Is the CyVerse Curated Data Repository right for my data?
Before applying for a permanent identifier in CyVerse Curated Data through the Data Commons, answer the following series of questions.
Question 1: Do you have a CyVerse account?
- Are you a registered CyVerse user? If not, register at user.cyverse.org.
- If so, have you used the Discovery Environment (DE)?
- The tools for submitting data to Data Commons Curated Data are simple to use and available as part of the DE. At a minimum, you should be able to upload and organize your data using the DE or iCommands, and be able to apply a metadata template.
Question 2: Is your data ready for publication?
- Is the dataset complete, stable, and ready for public consumption?
- Are you and all contributors to the dataset prepared to move the data into the public domain (meaning that anyone can access and use the data for any purpose, including commercial purposes)?
Have you sufficiently documented how the data was created such that other scientists in your field will be able to reuse it? - If there is a standard or commonly used format for your datatype, is your data in that format? If no standard exists, is your data in a format that can be easily used by most people with open source software (e.g., tables as a CSV or text file, rather than a Microsoft Excel spreadsheet)? - Is your data organized in a clear and reasonable structure that others will be able to understand? - If you answered no to any of these questions, your dataset is not yet ready for a permanent identifier through Data Commons Curated Data. Please continue to work on your dataset until it meets these requirements. Data will be reviewed by a curator to ensure that it meets these requirements.

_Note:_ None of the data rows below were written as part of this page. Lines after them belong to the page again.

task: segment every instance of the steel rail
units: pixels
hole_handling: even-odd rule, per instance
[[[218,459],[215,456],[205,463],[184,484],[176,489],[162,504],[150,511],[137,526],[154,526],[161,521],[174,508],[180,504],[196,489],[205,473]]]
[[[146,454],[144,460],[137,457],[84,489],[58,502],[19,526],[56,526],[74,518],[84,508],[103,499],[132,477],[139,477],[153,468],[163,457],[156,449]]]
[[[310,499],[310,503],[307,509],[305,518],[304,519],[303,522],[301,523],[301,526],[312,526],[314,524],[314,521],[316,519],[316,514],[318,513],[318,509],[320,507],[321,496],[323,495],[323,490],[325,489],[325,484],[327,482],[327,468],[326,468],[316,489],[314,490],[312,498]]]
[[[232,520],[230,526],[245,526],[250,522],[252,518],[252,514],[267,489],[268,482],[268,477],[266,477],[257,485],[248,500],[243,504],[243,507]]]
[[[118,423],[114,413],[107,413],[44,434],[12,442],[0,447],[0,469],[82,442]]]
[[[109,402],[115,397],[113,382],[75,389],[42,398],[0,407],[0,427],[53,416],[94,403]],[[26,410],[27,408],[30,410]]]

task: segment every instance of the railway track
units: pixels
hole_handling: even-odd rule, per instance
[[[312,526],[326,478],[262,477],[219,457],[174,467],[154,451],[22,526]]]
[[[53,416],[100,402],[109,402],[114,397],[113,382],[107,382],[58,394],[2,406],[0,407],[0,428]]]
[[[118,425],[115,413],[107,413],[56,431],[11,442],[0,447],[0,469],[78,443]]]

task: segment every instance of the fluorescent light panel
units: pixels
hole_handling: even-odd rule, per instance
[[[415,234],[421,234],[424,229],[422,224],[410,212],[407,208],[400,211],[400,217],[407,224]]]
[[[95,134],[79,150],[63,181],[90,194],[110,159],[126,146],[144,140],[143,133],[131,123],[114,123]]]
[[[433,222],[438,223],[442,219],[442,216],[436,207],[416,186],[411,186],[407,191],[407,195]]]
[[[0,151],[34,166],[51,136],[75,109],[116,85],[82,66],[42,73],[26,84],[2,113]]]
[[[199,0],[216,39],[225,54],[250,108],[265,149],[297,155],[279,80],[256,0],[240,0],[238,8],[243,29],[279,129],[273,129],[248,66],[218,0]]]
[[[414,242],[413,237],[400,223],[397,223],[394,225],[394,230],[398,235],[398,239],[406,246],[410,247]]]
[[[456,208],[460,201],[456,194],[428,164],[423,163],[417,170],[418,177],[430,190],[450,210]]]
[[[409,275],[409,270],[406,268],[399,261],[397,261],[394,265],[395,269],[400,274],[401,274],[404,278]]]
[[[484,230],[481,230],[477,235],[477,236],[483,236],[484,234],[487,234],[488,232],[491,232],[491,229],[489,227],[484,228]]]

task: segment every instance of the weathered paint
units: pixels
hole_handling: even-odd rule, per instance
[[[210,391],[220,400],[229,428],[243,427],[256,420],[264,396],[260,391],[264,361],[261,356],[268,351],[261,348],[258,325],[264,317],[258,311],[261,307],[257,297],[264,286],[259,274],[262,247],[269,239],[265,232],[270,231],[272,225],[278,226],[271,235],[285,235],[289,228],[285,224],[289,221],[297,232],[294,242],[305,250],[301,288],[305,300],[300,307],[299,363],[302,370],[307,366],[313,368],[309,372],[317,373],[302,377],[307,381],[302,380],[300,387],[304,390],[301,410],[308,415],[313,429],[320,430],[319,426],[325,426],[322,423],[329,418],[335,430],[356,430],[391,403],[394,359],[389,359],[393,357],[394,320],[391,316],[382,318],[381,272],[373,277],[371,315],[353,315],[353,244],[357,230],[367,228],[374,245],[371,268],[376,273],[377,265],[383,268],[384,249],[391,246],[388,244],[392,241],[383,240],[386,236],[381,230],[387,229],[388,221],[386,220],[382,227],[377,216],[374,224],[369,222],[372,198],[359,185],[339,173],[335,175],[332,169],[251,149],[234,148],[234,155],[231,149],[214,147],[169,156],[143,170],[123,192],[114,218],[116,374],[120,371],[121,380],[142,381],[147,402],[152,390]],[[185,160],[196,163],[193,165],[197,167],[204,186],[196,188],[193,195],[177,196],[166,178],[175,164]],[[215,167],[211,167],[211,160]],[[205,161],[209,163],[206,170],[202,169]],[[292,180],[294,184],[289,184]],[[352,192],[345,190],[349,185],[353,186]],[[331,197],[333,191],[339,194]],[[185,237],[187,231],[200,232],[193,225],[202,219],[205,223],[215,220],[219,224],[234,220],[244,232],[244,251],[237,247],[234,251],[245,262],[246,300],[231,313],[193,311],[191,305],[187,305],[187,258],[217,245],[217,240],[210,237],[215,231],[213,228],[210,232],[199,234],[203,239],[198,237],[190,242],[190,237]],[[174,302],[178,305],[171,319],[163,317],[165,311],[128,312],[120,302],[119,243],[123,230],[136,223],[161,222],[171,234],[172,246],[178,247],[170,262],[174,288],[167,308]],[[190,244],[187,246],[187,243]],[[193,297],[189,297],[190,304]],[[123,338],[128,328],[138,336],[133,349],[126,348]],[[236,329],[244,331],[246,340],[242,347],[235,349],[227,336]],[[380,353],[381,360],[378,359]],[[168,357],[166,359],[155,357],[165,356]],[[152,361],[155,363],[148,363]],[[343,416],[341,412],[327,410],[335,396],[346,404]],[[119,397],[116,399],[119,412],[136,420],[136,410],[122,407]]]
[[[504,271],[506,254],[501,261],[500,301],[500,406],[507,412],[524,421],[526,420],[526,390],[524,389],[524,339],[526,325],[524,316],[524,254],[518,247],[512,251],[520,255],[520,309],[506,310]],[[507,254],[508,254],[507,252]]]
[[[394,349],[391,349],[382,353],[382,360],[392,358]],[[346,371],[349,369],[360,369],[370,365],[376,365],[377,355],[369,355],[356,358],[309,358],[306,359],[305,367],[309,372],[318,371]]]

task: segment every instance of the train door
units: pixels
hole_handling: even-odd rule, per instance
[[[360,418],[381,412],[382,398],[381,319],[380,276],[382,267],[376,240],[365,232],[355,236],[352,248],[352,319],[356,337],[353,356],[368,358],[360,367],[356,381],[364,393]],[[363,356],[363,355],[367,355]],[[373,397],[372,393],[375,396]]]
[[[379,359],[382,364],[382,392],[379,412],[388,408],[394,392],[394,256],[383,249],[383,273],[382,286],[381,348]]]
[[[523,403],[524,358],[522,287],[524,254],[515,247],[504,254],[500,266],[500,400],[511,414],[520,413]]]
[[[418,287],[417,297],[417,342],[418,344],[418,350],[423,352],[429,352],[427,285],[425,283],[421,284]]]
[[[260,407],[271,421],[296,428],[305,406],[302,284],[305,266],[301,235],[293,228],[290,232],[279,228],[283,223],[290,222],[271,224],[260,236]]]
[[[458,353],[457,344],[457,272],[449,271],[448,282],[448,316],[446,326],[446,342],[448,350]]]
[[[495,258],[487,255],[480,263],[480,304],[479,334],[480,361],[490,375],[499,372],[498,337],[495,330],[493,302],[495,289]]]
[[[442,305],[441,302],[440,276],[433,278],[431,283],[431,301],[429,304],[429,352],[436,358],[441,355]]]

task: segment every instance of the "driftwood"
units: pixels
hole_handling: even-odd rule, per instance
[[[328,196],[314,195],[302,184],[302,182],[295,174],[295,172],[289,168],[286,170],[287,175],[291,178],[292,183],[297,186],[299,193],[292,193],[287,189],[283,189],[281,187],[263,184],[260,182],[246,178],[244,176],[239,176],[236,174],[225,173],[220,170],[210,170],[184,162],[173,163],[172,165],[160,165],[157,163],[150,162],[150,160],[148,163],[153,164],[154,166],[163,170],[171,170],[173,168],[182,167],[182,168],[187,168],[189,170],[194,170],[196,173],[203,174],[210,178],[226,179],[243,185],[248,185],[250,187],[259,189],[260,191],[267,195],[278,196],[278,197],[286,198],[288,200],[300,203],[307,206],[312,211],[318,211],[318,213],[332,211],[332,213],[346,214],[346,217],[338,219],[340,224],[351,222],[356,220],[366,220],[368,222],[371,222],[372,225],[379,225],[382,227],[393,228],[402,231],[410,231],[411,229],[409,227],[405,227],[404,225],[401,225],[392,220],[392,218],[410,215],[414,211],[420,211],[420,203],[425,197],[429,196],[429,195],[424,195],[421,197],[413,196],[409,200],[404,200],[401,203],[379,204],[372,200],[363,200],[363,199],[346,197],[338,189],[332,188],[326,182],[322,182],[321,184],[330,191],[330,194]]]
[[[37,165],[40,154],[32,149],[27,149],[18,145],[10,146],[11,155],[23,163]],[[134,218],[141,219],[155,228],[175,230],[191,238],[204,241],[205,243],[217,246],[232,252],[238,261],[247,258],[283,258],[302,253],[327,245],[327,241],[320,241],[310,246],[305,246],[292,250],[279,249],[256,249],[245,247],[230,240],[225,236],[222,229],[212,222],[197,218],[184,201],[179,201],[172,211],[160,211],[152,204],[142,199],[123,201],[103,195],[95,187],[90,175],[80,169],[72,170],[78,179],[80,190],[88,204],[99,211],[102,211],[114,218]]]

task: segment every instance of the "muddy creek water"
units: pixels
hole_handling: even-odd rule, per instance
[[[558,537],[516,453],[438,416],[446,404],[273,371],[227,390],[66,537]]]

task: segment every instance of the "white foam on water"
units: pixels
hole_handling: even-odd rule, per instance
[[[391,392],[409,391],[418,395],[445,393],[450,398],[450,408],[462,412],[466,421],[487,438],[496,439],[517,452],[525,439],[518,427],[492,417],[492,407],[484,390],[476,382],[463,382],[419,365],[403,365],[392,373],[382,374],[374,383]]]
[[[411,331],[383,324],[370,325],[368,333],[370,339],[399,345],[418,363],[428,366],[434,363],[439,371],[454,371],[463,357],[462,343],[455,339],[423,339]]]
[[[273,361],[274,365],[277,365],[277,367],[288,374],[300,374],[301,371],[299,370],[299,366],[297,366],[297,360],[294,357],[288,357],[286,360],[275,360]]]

If you would like to make your data public, but it is not complete and/or stable, you may request data hosting in the Data Commons.
Question 3: Is your data suitable for reuse in scientific analyses?
- Is your data of the type and format that allow it to be reused in other analyses?
- Are you prepared to supply metadata for your dataset?
- Does your dataset or metadata include sufficient instructions (e.g., a Readme file) such that someone in your field can understand how to reuse the data?
Question 4: Is there a canonical repository for your data?
- Does a canonical repository exist for your data? Examples include NCBI, EBI, and MG-RAST.
- If a canonical repository exists, you should use it. CyVerse is there to help fill a gap, not replace an existing resource.
If you answered No
- If you answered no to any of these questions, your data may be suitable for a DOI, but not through Data Commons Curated Data. You should consider other repositories that are not geared specifically toward data analysis, such as your institution's library, Dryad, or Figshares.
If your data was generated by or input for an analysis algorithm or software that you developed yourself, please consider making the method available through CyVerse infrastructure (e.g., the Discovery Environment or Atmosphere) as well.